Dass die Lesart der türkischen Regierung lange die einzige Darstellung der Ereignisse ist, die Menschen in der Türkei zu lesen und zu hören bekommen, liegt zum Beispiel an einer schnell verhängten Nachrichtensperre für Medien im Land. Laut offizieller Darstellung wurde die Nachrichtensperre zu Verhinderung von Angst und Panik verhängt. User von Sozialen Medien beklagten, dass das einen gegenteiligen Effekt gehabt habe. Ausnahmen wurden nur für offizielle Mitteilungen gemacht.
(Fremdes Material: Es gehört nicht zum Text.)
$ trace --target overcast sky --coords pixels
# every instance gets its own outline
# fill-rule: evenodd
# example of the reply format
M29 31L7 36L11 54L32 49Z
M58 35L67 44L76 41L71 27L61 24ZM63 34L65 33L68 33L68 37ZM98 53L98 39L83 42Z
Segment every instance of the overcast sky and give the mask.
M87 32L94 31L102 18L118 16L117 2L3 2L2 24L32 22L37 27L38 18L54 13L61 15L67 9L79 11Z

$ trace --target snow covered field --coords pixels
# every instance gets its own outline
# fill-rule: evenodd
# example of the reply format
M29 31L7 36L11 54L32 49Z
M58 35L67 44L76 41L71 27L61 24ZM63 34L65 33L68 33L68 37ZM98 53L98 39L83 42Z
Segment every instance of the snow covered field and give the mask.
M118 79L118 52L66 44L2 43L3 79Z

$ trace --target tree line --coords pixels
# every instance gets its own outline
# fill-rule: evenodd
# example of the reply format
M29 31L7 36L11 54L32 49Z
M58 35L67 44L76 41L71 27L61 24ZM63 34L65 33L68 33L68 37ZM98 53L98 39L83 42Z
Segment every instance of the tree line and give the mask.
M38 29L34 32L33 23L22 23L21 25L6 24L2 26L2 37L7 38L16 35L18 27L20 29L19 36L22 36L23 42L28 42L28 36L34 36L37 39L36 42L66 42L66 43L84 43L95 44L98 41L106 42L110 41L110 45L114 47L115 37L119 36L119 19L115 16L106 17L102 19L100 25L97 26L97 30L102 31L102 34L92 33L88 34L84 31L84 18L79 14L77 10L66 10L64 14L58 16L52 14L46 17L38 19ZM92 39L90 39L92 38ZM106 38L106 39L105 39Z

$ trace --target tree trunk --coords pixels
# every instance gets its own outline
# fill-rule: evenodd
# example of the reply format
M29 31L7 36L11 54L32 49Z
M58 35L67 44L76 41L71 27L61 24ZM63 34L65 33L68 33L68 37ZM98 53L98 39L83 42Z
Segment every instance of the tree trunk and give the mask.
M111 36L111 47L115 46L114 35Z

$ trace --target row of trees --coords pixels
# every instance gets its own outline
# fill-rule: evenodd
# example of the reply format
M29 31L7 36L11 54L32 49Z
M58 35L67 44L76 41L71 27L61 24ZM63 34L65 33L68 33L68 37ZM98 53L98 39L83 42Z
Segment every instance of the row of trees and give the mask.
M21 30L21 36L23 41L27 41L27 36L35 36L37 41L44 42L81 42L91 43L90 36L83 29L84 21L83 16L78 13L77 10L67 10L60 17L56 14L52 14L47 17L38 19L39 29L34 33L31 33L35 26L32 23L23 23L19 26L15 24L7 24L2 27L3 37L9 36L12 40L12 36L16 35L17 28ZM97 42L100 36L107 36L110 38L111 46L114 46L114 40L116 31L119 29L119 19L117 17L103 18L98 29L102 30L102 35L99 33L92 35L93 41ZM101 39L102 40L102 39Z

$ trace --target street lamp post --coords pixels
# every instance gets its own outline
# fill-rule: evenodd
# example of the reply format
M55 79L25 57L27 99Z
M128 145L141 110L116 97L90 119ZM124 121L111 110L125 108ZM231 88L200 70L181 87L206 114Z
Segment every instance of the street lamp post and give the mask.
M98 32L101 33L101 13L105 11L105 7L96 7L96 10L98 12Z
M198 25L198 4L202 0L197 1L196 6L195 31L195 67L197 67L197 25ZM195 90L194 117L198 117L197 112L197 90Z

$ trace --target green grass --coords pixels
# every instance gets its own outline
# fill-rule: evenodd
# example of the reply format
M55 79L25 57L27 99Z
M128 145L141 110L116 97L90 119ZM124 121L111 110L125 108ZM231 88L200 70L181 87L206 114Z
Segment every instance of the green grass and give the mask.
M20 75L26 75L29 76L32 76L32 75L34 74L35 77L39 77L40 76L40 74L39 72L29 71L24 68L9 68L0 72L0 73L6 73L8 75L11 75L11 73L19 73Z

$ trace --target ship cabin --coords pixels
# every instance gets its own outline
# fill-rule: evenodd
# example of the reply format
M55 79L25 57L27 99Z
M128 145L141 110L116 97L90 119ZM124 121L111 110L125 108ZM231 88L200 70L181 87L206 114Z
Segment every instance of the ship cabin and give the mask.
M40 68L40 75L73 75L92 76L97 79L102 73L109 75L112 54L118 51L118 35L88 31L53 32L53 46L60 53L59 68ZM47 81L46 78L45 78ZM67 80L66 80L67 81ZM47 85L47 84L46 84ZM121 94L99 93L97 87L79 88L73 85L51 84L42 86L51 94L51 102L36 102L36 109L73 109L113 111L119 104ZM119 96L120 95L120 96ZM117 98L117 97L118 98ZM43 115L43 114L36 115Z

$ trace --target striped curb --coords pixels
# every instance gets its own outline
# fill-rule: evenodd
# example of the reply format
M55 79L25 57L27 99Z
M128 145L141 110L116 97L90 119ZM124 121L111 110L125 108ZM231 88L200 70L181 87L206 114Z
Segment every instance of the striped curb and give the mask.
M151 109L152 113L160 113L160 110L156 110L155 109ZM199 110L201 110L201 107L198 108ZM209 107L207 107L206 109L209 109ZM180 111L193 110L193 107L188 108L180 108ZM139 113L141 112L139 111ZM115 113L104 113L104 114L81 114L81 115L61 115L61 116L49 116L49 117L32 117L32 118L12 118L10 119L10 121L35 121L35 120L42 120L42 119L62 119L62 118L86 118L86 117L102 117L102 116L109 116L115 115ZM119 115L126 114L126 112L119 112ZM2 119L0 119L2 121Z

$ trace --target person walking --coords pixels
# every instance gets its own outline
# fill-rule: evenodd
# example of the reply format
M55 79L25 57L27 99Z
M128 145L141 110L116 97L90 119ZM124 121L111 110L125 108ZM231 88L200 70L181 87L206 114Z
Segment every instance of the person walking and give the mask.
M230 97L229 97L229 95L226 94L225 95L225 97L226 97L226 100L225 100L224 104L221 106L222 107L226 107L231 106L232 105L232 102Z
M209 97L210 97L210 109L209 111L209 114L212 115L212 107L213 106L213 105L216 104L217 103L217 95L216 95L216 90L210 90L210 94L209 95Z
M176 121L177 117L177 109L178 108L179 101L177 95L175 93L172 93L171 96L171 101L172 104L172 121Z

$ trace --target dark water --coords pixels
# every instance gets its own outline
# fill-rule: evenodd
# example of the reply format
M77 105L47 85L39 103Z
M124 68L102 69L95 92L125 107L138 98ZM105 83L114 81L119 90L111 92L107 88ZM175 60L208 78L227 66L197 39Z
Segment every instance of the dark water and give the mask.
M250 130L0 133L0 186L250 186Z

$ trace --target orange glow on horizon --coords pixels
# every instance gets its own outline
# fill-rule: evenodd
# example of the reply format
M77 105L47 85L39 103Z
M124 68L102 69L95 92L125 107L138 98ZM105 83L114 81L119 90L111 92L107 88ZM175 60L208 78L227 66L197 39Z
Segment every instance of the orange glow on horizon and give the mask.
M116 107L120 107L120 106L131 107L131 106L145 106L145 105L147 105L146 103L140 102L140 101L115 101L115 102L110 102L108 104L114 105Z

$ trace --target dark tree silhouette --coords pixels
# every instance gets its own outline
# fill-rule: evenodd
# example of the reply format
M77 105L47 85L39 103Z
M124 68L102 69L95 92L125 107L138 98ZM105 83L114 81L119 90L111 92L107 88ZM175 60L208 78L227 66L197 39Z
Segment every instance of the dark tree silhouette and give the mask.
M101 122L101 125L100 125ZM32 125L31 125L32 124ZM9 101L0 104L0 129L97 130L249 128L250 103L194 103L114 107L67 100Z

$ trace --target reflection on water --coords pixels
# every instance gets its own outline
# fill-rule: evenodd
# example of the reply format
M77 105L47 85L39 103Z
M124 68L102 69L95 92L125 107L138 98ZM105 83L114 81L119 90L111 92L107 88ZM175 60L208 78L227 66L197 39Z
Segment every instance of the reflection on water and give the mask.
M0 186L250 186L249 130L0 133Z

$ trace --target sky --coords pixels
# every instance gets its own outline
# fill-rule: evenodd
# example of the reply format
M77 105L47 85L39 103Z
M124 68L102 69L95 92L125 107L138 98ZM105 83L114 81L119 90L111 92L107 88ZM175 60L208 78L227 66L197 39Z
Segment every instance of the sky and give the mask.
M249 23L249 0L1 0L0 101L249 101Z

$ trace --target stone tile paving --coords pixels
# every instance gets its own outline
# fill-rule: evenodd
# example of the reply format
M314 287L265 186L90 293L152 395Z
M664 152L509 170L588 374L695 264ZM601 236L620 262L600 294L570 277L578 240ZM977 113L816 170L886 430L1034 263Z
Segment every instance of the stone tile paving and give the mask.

Blitzschnell Internet gedrosselt oder gesperrt

Kurz nach dem Attentat laden zudem Social-Media-Seiten wie Instagram oder Twitter langsam oder nur mit Hilfe eines VPNs. „Die Bandbreitenbeschränkung wurde vom Präsidenten der Türkei angeordnet und vom Leiter der Telekommunikationsbehörde (BTK) durchgeführt“, so der Cyberrechtsaktivist Yaman Akdeniz. Der gesamte Prozess sei geheim und unterliege keiner richterlichen oder gerichtlichen Genehmigung.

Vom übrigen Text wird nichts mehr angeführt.